In [None]:
import copy
import glob
import os
import random # to set the python random seed
import sys
import time
# This should map to the root directory of the github repo
# if it doesnt, can set it manaully
ROOT_DIR = os.path.dirname(os.getcwd())
print(ROOT_DIR)
sys.path.append(ROOT_DIR)

# This should map to the data directory of the github repo
DATA_DIR = os.path.join(ROOT_DIR, 'data','sta_chunks')
print(DATA_DIR)

import numpy as np # to set the numpy random seed
import pandas as pd
import torch
import torch.nn as nn
from torch.utils.data import Dataset, DataLoader
from torchvision.transforms import ToTensor
import torch.nn.functional as TF
import torchvision.transforms.functional as TVF
from torchmetrics.functional import accuracy
import torch.optim as optim
from torch.optim import lr_scheduler
from torchvision import datasets, transforms
# Ignore excessive warnings
import logging
logging.propagate = False 
logging.getLogger().setLevel(logging.ERROR)
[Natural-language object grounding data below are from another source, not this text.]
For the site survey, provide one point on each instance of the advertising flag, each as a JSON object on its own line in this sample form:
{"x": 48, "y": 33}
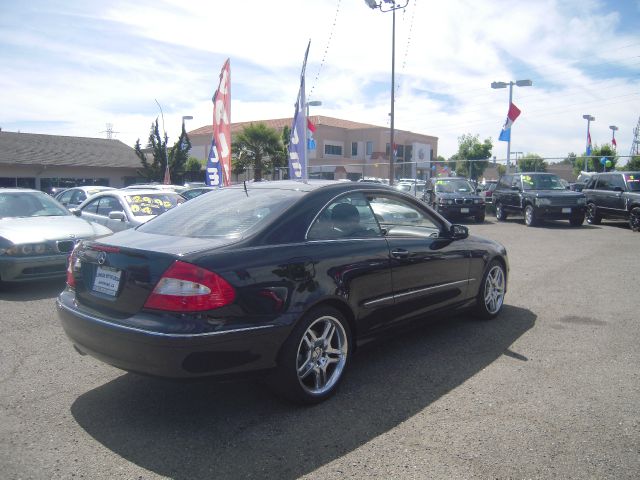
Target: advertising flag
{"x": 222, "y": 123}
{"x": 213, "y": 175}
{"x": 505, "y": 134}
{"x": 298, "y": 139}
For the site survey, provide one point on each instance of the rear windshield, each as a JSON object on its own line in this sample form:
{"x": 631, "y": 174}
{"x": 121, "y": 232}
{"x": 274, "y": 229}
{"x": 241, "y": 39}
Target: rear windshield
{"x": 633, "y": 181}
{"x": 542, "y": 182}
{"x": 152, "y": 203}
{"x": 230, "y": 213}
{"x": 453, "y": 186}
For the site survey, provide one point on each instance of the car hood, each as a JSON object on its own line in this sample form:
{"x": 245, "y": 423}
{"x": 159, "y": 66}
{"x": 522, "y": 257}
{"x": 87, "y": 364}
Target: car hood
{"x": 42, "y": 229}
{"x": 457, "y": 195}
{"x": 554, "y": 193}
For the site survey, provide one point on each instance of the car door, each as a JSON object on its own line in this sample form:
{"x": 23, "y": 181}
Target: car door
{"x": 428, "y": 271}
{"x": 614, "y": 198}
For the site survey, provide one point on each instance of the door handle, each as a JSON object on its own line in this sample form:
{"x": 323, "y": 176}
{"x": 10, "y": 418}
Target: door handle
{"x": 400, "y": 253}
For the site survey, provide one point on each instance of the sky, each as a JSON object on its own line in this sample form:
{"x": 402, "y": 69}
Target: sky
{"x": 71, "y": 67}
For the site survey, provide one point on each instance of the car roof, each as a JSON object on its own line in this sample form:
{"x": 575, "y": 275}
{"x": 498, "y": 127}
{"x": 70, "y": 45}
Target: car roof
{"x": 19, "y": 190}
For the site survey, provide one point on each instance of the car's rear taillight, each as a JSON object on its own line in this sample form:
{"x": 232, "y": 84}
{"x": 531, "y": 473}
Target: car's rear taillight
{"x": 184, "y": 287}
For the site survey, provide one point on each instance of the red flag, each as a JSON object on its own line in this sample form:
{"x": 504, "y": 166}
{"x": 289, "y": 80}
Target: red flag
{"x": 310, "y": 126}
{"x": 222, "y": 122}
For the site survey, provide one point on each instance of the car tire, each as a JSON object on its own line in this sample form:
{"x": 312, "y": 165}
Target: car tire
{"x": 313, "y": 359}
{"x": 530, "y": 219}
{"x": 593, "y": 218}
{"x": 492, "y": 290}
{"x": 634, "y": 219}
{"x": 576, "y": 220}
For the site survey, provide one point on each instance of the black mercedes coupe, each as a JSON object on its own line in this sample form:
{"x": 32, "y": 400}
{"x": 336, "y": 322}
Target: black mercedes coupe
{"x": 281, "y": 278}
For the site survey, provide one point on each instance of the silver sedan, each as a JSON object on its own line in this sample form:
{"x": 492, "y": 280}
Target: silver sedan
{"x": 37, "y": 234}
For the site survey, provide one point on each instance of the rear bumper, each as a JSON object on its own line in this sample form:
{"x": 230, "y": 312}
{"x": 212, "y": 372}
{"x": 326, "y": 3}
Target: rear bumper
{"x": 460, "y": 210}
{"x": 21, "y": 269}
{"x": 228, "y": 352}
{"x": 559, "y": 213}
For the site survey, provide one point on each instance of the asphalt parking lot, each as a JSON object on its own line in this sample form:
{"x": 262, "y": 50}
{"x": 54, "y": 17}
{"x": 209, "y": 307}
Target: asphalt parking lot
{"x": 549, "y": 389}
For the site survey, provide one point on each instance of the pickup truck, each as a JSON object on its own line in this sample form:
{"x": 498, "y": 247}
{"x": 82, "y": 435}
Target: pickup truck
{"x": 614, "y": 195}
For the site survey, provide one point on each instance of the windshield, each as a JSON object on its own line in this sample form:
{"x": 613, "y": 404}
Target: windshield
{"x": 29, "y": 204}
{"x": 453, "y": 186}
{"x": 230, "y": 213}
{"x": 542, "y": 182}
{"x": 633, "y": 181}
{"x": 152, "y": 203}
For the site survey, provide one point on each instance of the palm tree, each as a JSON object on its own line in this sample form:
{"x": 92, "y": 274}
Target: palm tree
{"x": 256, "y": 146}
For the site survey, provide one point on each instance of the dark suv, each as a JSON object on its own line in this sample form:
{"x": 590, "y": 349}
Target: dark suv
{"x": 614, "y": 195}
{"x": 537, "y": 196}
{"x": 454, "y": 197}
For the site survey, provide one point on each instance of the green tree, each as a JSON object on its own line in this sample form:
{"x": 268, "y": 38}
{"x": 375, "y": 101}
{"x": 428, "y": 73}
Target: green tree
{"x": 471, "y": 159}
{"x": 193, "y": 165}
{"x": 532, "y": 162}
{"x": 593, "y": 161}
{"x": 154, "y": 170}
{"x": 255, "y": 146}
{"x": 633, "y": 163}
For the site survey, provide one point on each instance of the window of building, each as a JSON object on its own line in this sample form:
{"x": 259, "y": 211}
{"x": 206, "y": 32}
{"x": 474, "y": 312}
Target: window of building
{"x": 332, "y": 149}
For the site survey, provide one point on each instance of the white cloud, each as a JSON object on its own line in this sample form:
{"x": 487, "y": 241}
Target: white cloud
{"x": 107, "y": 63}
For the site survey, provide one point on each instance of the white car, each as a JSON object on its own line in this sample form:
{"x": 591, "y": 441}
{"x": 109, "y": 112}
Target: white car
{"x": 127, "y": 208}
{"x": 72, "y": 197}
{"x": 37, "y": 234}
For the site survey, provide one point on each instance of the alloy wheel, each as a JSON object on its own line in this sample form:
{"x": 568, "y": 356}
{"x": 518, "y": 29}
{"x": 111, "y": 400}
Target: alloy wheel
{"x": 322, "y": 355}
{"x": 494, "y": 289}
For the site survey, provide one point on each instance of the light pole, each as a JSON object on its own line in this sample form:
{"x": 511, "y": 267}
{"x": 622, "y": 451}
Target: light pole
{"x": 519, "y": 83}
{"x": 390, "y": 6}
{"x": 589, "y": 119}
{"x": 613, "y": 136}
{"x": 515, "y": 154}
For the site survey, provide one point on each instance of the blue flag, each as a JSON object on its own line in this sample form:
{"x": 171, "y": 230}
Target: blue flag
{"x": 297, "y": 141}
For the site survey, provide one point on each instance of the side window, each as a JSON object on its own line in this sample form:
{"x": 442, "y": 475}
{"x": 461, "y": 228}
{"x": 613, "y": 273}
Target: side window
{"x": 516, "y": 181}
{"x": 346, "y": 217}
{"x": 65, "y": 197}
{"x": 505, "y": 182}
{"x": 91, "y": 207}
{"x": 603, "y": 182}
{"x": 617, "y": 181}
{"x": 401, "y": 218}
{"x": 108, "y": 204}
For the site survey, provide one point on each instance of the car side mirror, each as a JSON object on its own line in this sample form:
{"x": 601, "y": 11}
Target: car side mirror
{"x": 458, "y": 232}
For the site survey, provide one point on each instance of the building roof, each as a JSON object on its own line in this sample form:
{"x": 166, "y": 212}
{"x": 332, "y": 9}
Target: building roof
{"x": 38, "y": 149}
{"x": 280, "y": 123}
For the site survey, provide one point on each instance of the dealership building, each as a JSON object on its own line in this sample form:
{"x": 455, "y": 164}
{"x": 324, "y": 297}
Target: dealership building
{"x": 342, "y": 149}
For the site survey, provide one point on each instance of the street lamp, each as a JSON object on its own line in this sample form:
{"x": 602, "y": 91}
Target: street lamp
{"x": 613, "y": 136}
{"x": 390, "y": 6}
{"x": 518, "y": 83}
{"x": 589, "y": 119}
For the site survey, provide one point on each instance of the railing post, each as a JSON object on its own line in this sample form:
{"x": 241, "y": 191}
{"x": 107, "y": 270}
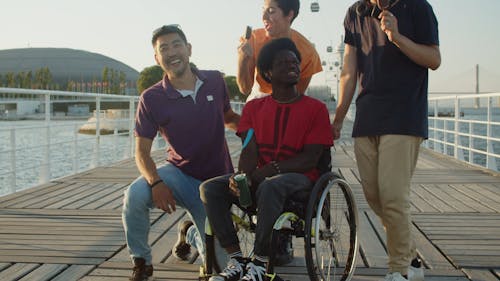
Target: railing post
{"x": 436, "y": 143}
{"x": 131, "y": 116}
{"x": 97, "y": 149}
{"x": 456, "y": 152}
{"x": 471, "y": 144}
{"x": 75, "y": 150}
{"x": 490, "y": 160}
{"x": 13, "y": 177}
{"x": 45, "y": 168}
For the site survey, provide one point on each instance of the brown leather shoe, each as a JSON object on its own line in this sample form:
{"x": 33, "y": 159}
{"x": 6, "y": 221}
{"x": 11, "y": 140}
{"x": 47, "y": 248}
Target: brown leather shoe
{"x": 141, "y": 271}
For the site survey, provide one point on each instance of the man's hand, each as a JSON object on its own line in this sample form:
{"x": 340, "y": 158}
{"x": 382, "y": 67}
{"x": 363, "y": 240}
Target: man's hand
{"x": 244, "y": 49}
{"x": 163, "y": 198}
{"x": 260, "y": 174}
{"x": 389, "y": 24}
{"x": 336, "y": 129}
{"x": 233, "y": 186}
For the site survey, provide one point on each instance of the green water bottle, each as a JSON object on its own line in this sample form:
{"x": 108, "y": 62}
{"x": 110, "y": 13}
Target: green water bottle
{"x": 245, "y": 196}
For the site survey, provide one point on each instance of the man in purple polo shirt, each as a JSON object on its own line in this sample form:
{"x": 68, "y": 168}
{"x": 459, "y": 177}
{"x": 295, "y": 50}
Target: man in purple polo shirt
{"x": 190, "y": 109}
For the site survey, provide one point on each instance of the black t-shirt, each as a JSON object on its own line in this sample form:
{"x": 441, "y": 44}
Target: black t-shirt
{"x": 393, "y": 89}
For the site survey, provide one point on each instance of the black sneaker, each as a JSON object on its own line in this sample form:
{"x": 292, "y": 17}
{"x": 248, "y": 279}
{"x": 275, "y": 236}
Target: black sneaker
{"x": 284, "y": 251}
{"x": 141, "y": 271}
{"x": 256, "y": 271}
{"x": 181, "y": 249}
{"x": 234, "y": 270}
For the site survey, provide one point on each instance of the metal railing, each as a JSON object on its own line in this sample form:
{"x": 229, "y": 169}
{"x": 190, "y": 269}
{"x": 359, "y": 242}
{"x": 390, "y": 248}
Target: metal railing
{"x": 47, "y": 143}
{"x": 466, "y": 127}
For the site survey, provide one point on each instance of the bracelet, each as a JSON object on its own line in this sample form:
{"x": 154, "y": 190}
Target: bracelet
{"x": 276, "y": 166}
{"x": 155, "y": 183}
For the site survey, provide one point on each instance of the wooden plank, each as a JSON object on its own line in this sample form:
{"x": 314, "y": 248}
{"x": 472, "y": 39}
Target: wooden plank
{"x": 44, "y": 272}
{"x": 117, "y": 194}
{"x": 418, "y": 200}
{"x": 480, "y": 275}
{"x": 431, "y": 256}
{"x": 55, "y": 260}
{"x": 74, "y": 272}
{"x": 434, "y": 200}
{"x": 158, "y": 228}
{"x": 17, "y": 271}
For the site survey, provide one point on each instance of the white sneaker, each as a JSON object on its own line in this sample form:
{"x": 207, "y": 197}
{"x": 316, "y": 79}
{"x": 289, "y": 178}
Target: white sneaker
{"x": 415, "y": 273}
{"x": 234, "y": 271}
{"x": 394, "y": 276}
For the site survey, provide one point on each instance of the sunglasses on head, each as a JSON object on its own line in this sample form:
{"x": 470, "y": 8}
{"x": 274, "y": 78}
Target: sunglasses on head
{"x": 168, "y": 26}
{"x": 386, "y": 4}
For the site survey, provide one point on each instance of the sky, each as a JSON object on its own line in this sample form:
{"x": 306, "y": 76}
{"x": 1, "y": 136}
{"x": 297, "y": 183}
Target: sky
{"x": 121, "y": 29}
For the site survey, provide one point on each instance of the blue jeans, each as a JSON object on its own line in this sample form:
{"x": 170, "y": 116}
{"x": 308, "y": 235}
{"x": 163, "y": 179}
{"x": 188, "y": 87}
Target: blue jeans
{"x": 271, "y": 195}
{"x": 138, "y": 202}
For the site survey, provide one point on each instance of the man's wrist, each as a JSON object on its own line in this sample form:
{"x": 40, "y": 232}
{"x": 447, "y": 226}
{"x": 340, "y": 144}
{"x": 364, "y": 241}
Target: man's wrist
{"x": 155, "y": 183}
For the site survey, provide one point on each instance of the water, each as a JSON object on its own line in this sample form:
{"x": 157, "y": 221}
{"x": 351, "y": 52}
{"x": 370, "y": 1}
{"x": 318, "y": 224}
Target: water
{"x": 31, "y": 150}
{"x": 479, "y": 114}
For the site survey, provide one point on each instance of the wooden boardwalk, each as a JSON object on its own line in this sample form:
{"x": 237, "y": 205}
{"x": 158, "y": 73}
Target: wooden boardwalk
{"x": 70, "y": 229}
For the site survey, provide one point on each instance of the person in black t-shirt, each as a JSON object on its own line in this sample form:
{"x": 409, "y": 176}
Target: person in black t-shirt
{"x": 389, "y": 50}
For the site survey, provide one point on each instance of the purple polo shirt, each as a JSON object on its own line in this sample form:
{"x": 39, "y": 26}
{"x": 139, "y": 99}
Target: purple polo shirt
{"x": 193, "y": 130}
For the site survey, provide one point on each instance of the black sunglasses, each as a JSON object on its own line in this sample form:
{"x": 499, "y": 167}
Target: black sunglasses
{"x": 168, "y": 26}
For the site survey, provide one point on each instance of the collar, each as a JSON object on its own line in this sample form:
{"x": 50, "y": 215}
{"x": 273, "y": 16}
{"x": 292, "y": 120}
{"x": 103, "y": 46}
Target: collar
{"x": 172, "y": 93}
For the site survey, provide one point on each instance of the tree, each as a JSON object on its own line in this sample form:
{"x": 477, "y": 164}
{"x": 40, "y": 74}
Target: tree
{"x": 234, "y": 91}
{"x": 148, "y": 77}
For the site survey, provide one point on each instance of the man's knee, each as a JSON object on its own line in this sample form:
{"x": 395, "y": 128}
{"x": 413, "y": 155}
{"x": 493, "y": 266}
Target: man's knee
{"x": 137, "y": 195}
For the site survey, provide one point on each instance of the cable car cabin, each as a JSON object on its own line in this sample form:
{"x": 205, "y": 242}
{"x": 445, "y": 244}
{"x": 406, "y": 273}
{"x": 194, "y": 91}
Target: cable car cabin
{"x": 314, "y": 7}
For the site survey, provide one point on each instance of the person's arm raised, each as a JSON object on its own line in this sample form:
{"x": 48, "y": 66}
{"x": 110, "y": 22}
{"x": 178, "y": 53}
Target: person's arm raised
{"x": 347, "y": 87}
{"x": 163, "y": 197}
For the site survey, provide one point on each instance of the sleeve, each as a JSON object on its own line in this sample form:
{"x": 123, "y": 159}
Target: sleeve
{"x": 145, "y": 126}
{"x": 312, "y": 64}
{"x": 226, "y": 102}
{"x": 426, "y": 24}
{"x": 349, "y": 33}
{"x": 246, "y": 121}
{"x": 320, "y": 132}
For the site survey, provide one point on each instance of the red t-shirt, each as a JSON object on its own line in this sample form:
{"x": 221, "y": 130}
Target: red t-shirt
{"x": 282, "y": 130}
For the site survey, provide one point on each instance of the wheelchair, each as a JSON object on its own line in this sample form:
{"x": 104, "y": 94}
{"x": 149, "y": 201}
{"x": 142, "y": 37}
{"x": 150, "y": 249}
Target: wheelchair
{"x": 326, "y": 217}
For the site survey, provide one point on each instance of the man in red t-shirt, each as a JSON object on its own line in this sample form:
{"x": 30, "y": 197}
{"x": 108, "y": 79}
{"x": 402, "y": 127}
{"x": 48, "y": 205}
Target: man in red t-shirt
{"x": 277, "y": 17}
{"x": 290, "y": 133}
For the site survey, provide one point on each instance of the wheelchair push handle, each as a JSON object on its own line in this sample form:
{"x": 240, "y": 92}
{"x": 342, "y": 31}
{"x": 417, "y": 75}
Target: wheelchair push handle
{"x": 245, "y": 196}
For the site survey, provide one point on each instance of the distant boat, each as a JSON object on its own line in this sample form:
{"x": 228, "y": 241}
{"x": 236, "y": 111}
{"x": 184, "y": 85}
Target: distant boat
{"x": 445, "y": 114}
{"x": 111, "y": 121}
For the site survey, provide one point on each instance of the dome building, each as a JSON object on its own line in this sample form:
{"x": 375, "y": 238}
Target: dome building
{"x": 81, "y": 68}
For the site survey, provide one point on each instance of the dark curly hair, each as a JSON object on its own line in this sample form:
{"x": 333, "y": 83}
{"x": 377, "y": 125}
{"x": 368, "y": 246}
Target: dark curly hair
{"x": 268, "y": 53}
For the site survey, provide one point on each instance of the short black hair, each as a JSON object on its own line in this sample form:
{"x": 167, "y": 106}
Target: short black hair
{"x": 289, "y": 5}
{"x": 167, "y": 29}
{"x": 268, "y": 53}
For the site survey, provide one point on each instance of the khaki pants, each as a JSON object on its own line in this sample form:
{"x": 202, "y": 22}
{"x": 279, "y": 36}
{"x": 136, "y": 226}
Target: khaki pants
{"x": 386, "y": 164}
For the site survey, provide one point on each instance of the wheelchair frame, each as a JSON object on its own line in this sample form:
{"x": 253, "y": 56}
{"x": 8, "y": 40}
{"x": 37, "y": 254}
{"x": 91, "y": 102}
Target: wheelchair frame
{"x": 329, "y": 229}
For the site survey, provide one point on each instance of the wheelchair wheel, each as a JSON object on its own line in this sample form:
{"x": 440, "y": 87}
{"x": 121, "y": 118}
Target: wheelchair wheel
{"x": 331, "y": 242}
{"x": 245, "y": 228}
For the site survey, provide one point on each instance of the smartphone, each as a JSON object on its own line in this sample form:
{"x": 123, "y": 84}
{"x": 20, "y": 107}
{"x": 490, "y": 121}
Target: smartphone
{"x": 248, "y": 32}
{"x": 384, "y": 4}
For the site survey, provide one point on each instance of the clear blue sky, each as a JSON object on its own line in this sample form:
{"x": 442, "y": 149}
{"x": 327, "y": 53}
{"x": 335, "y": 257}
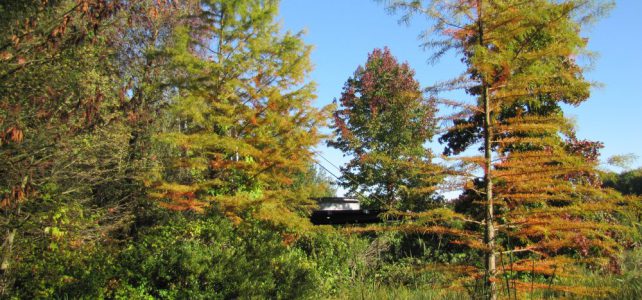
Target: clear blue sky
{"x": 343, "y": 32}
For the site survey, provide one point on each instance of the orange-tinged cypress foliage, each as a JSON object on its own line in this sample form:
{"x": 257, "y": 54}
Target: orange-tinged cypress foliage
{"x": 243, "y": 124}
{"x": 538, "y": 195}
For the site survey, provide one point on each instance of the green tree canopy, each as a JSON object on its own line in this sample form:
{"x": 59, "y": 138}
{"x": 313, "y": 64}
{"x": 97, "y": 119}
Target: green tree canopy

# WandB – Import the wandb library
# import wandb
from pytorch_lightning import LightningModule, seed_everything, Trainer
from pytorch_lightning.callbacks import LearningRateMonitor, ModelCheckpoint
from pytorch_lightning.loggers import WandbLogger

from tqdm.notebook import tqdm


# Local imports
from utils.icme_dataset import ICMEDataset
from utils.icme_net import IcmeNet

In [None]:
seed_everything(42)

Function used to train the model

In [None]:
def train_model(
    model, 
    criterion,
    optimizer, 
    scheduler,
    num_epochs=25,
    dataloaders=None,
    device=None
):
    since = time.time()

    best_model_wts = copy.deepcopy(model.state_dict())
    best_acc = 0.0
    
    dataset_sizes = {}
    for key in dataloaders.keys():
        dataset_sizes[key] = len(dataloaders[key])
    
    training_data = {'train_loss':[], 'val_loss':[], 'train_acc': [], 'val_acc': []}
    
    for epoch in range(num_epochs):
        print('Epoch {}/{}'.format(epoch, num_epochs - 1))
        print('-' * 10)

        # Each epoch has a training and validation phase
        for phase in ['train', 'val']:
            if phase == 'train':
                model.train()  # Set model to training mode
            else:
                model.eval()   # Set model to evaluate mode

            running_loss = 0.0
            running_corrects = 0

            # Iterate over data.
            for inputs, labels in tqdm(dataloaders[phase], desc=phase, total=len(dataloaders[phase])):
                inputs = inputs.to(device)
                labels = labels.to(device)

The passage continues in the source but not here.